Like most of Foote’s work, including his best known play, The Trip to Bountiful (still going at the Stephen Sondheim Theatre) The Old Friends is rooted in Harrison, Texas, the fictional stand-in for the small town where Foote grew up, and it revolves around squabbles over his trademark issues of love, money and real estate. 
 
The family in question is the Bordens, an affluent clan all of whom are, or were, unhappily married and hankering after someone else. That leads to lots of sexual frustration, heavy drinking and vicious jockeying over who deserved to inherit what. 

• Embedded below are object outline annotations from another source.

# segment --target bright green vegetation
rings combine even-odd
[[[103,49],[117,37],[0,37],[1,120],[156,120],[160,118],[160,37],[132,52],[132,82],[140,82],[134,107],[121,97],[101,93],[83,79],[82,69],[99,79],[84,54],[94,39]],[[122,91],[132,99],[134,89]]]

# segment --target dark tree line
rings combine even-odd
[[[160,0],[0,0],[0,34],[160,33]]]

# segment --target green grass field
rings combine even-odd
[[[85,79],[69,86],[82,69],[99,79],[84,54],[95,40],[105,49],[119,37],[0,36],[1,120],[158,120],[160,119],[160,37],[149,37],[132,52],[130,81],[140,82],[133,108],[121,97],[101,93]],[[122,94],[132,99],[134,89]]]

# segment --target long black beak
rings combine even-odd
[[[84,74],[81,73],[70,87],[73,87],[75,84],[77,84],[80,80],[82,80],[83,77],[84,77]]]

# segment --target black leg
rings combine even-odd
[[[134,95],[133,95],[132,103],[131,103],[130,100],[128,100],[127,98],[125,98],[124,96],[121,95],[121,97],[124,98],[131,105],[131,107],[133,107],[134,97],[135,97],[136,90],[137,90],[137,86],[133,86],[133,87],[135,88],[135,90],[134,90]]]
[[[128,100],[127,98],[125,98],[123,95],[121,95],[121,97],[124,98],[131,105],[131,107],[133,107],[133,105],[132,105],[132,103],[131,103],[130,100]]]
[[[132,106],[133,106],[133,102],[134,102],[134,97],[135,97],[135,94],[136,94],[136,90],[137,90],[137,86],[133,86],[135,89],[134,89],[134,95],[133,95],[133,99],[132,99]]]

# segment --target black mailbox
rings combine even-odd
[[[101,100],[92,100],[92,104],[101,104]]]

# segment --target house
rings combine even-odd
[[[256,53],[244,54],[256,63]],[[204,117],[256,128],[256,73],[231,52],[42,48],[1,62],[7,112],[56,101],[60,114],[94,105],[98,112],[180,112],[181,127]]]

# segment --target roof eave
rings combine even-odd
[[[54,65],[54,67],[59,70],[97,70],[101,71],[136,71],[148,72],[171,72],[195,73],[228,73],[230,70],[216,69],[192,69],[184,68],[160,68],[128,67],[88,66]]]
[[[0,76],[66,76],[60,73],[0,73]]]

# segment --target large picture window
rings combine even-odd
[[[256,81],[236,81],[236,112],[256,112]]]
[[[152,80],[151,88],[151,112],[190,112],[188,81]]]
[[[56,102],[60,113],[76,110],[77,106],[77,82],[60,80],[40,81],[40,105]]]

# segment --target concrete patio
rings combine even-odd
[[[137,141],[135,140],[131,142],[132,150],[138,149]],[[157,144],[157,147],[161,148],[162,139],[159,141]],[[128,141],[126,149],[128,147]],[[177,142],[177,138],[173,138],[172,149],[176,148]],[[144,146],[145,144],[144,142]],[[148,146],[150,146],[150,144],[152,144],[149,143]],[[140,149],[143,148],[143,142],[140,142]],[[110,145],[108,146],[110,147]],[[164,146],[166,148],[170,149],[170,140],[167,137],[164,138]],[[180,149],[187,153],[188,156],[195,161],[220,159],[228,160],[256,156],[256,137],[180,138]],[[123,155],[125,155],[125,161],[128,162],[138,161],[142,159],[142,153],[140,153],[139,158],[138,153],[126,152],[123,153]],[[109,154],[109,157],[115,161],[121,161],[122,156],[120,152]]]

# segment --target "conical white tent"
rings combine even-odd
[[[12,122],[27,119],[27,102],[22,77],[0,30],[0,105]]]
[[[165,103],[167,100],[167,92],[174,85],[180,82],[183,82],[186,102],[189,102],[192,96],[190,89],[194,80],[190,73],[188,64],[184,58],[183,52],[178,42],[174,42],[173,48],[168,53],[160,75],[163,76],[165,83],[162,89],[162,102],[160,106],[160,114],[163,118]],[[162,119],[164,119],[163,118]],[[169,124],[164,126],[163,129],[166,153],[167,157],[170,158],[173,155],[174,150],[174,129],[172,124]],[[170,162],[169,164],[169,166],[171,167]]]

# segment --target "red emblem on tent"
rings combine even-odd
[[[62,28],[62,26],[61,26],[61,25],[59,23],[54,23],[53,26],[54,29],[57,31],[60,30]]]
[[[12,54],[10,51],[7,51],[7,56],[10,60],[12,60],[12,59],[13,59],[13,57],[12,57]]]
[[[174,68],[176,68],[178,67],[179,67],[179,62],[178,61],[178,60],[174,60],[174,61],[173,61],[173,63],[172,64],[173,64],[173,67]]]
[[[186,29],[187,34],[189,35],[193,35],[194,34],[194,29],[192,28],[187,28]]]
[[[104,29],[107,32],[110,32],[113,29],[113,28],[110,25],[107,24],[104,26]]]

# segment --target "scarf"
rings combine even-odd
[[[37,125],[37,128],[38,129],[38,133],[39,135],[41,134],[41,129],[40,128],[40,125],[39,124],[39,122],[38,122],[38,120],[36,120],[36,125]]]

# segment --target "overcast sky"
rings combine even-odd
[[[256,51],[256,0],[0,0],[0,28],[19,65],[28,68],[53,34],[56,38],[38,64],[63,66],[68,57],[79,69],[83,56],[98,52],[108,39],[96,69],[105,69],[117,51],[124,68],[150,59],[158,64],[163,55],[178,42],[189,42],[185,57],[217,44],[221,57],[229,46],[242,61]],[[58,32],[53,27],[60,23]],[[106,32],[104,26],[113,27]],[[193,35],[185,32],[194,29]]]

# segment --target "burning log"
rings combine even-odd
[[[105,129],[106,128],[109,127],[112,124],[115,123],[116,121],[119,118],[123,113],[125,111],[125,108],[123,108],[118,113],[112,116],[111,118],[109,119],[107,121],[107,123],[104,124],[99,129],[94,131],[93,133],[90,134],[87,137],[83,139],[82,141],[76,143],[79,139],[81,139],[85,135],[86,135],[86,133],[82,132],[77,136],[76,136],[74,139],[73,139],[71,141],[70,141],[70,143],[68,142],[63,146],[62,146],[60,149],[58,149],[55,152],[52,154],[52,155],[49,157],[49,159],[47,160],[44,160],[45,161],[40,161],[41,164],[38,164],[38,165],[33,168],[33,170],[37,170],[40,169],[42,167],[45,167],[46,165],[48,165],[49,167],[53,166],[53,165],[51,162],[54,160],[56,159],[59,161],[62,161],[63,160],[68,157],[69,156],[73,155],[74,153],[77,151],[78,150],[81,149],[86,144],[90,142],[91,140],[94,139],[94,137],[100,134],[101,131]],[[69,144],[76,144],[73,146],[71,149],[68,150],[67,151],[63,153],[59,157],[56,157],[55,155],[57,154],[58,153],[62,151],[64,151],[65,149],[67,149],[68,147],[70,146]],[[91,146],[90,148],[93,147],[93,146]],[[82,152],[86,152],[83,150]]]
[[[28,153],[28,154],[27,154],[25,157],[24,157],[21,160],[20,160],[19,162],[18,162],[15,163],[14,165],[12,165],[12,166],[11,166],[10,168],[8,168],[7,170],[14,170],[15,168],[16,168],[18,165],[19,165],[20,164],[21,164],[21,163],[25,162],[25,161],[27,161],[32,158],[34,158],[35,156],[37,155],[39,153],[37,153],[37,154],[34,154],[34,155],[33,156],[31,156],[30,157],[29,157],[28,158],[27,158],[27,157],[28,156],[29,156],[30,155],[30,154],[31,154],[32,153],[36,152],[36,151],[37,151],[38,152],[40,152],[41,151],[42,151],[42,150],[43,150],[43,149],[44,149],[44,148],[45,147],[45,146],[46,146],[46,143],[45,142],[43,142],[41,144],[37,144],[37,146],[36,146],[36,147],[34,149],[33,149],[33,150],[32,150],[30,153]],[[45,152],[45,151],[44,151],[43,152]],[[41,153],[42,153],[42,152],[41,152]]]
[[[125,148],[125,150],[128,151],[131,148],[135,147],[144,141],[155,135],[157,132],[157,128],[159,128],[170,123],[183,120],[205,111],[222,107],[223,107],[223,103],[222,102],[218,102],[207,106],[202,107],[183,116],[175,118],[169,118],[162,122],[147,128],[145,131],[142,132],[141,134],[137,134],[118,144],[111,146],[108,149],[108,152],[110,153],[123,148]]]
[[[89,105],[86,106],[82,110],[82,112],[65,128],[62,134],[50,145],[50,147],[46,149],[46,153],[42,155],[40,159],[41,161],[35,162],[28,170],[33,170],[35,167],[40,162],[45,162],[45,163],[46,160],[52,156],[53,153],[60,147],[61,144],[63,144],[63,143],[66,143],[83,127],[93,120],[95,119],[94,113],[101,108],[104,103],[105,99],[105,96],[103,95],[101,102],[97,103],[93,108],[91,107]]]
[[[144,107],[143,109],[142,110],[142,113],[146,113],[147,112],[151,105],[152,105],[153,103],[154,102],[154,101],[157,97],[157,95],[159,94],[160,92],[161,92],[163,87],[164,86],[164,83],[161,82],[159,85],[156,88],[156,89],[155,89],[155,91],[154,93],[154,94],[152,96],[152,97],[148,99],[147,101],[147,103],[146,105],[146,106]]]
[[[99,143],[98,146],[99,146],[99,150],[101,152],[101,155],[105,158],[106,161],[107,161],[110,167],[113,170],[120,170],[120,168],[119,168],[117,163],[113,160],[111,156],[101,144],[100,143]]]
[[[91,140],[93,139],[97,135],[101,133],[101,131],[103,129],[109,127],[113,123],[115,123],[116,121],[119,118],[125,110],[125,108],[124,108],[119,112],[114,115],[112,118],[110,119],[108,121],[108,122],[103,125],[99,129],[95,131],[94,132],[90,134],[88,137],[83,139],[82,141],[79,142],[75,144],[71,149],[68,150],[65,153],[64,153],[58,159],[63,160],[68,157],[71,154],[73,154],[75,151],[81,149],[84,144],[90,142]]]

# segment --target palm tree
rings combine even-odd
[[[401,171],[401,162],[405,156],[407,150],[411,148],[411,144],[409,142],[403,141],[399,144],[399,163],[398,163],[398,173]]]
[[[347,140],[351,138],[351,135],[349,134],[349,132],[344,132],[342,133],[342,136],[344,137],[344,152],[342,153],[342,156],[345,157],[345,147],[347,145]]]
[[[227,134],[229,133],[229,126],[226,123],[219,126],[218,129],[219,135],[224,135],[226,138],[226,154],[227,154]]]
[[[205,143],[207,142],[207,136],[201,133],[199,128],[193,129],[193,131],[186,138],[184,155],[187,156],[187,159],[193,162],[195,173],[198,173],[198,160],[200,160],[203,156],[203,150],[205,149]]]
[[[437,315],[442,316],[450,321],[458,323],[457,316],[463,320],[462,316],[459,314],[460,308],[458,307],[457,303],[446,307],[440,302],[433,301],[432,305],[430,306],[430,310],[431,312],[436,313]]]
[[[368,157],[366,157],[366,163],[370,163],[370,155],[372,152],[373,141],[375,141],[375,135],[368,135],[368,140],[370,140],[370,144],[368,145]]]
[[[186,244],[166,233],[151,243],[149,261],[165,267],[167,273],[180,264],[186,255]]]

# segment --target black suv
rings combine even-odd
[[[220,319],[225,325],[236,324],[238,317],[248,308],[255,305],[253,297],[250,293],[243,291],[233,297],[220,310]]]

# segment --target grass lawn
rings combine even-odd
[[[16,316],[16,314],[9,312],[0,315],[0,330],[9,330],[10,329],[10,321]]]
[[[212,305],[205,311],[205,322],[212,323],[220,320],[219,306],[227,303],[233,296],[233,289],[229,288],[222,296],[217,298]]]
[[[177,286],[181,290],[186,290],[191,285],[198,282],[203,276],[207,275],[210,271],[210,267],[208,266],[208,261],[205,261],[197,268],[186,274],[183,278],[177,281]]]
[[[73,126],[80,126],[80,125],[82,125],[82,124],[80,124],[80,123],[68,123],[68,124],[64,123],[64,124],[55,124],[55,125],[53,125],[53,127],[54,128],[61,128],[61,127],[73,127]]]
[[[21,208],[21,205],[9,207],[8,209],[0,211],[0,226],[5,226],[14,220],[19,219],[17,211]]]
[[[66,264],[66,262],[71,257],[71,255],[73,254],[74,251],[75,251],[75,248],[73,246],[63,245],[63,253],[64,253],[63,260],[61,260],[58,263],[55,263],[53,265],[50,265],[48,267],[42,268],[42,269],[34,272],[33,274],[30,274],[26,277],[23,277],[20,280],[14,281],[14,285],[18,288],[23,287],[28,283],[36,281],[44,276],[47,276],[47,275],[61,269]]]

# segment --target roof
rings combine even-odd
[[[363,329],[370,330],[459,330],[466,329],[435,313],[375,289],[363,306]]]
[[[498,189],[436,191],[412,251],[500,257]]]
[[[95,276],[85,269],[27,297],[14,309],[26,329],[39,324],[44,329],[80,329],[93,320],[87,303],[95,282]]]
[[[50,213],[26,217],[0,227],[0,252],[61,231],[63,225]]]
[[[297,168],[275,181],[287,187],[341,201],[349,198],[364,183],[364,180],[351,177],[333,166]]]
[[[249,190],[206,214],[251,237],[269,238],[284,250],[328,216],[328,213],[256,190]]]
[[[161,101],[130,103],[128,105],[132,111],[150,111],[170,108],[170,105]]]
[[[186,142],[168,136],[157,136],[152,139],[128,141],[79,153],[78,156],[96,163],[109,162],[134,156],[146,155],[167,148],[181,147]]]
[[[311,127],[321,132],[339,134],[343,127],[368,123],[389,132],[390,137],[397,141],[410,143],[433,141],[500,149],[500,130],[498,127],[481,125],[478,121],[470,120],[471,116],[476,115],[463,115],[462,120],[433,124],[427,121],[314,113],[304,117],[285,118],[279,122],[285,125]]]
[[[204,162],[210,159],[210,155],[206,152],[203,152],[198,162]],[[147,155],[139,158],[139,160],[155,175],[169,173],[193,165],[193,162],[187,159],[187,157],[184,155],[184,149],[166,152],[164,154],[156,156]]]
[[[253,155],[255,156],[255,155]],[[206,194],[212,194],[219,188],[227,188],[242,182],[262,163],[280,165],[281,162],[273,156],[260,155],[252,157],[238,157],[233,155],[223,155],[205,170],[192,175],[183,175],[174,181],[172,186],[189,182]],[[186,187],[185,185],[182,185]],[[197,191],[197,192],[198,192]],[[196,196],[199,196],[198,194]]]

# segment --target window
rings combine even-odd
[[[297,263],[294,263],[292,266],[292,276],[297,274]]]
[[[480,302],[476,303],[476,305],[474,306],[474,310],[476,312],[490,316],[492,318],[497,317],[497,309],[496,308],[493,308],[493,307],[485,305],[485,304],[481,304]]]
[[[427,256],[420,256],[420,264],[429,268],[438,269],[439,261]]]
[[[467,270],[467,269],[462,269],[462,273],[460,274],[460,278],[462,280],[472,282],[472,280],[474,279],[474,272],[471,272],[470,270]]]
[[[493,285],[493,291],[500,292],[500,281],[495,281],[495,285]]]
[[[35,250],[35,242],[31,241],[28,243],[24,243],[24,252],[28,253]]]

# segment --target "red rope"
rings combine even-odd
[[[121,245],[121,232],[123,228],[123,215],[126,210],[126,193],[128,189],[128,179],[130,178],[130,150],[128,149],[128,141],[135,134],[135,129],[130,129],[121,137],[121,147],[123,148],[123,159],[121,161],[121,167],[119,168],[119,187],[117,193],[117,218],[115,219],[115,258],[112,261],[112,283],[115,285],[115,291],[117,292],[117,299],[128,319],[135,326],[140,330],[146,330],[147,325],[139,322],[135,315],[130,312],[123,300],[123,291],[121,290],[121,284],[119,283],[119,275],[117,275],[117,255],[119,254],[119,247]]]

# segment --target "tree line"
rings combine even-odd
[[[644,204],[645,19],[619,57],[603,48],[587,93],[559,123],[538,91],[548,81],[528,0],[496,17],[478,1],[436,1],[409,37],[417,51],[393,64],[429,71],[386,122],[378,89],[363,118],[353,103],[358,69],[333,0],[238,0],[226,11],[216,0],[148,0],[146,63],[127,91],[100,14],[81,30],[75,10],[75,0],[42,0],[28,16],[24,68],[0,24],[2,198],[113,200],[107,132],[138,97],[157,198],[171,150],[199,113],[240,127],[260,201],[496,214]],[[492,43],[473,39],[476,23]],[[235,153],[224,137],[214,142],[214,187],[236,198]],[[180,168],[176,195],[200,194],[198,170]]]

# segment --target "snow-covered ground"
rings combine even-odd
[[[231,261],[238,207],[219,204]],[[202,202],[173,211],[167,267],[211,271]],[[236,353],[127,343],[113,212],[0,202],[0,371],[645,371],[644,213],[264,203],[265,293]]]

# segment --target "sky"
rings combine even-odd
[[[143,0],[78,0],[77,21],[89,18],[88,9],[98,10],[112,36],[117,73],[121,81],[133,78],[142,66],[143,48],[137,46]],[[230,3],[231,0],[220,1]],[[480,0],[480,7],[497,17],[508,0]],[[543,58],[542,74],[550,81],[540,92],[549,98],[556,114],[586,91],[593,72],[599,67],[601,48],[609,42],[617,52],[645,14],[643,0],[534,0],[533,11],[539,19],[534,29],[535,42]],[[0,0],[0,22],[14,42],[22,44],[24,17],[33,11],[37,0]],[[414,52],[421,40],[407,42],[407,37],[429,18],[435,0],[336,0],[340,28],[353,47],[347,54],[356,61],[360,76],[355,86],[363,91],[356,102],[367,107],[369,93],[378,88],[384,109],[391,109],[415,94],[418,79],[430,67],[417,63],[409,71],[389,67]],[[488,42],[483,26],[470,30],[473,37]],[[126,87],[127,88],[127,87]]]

It all comes off, at least in this production, as an upmarket version of the Ewing clan from TV’s "Dallas.” Only the interactions between the Bordens and their friends aren’t nearly as much fun. Or as emotionally compelling as Foote’s other plays. Which may be why this one was never produced in his lifetime even though he worked on it for nearly 50 years.
 
Even so, I’d hoped this production might still offer some pleasure because it's directed by Michael Wilson, who has become the leading explicator of Foote’s work, as demonstrated by his luminous production of The Orphans’ Home Cycle, a nine play chronicle inspired by the playwright’s own family (click here for my review of that). 

Raising my hopes even more was The Old Friends’ cast, which includes Betty Buckley, Veanne Cox, Cotter Smith, Lois Smith and, as almost always, Foote’s daughter and the chief guardian of his legacy Hallie.
 
They’re all quite good, squeezing as much juice as they can from a crop of thinly-drawn characters. Particularly the women. Leading the pack is Buckley (click here to read an interview with her) long revered as a diva in the world of musicals and now here stealing the show as a sad wealthy widow, aching to buy some happiness. 

 Equally fine is Hallie Foote, who usually opts for the comic busybody roles in her father’s plays but here takes on a poor relation with surprisingly quiet dignity.  And I'm now of the opinion that Lois Smith can do no wrong. 

And yet sometimes even good acting is not enough. “Is that it?’ my friend Mary Anne asked when the lights went out on the final scene. All I could do was nod because, alas, that's all that was there.